When John Buchan was appointed Governor General of Canada in 1935, the country was deep in depression, the western provinces a dustbowl and a quarter of a million people on public relief, while the prospect of war in Europe threatened great stresses in a newly independent country and its relations with Britain. Many or even most Canadians wanted one of their own and a commoner. They were given a Scot and a Lord Tweedsmuir.
In his four and a half years as Governor-General, Buchan/Tweedsmuir had to take care. Canadians, from Prime Minister Mackenzie King downwards, were alert to any sign the self-governing cominion was being put back ‘into any colonial status’. King, a fellow Scot who dreamed of sitting with Buchan at Rideau Hall in Ottawa and arranging the affairs of church and state, found his hero was ‘a Tory [with] a sort of royalty complex’ (King liked to be known as ‘Rex’ and was not immune to the second of those failings.)
Buchan’s friend, US President Franklin D. Roosevelt in Washington, beset by a clamour for neutrality in old-world quarrels, could not openly consort with such a notorious imperialist.
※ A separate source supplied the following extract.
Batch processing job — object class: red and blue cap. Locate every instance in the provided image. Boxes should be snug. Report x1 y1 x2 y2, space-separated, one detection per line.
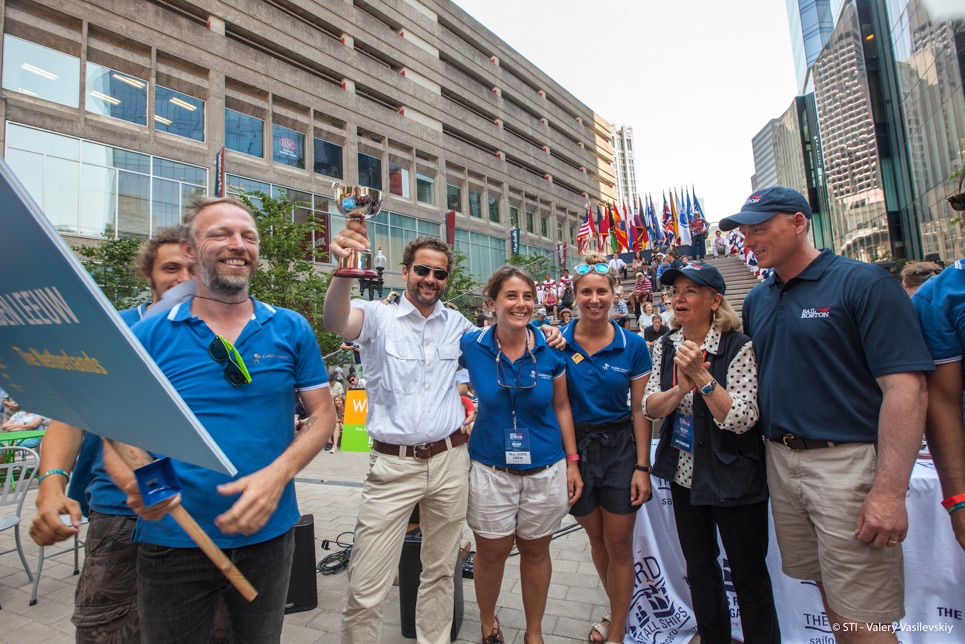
660 262 727 295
From across the water, Buckingham Palace disliked Buchan’s journalism; and as the King’s representative acting as ‘a publicity agent for boosting a particular dominion’, Buchan also had to discipline his romanticism. This was best seen in his plan to establish a secret society of 11 men from the pinnacles of Wall Street, journalism, business and politics to further British interests in the US or to slip down, incognito, to Hyde Park to plot with FDR. Above all, Buchan had to fight his own mortality.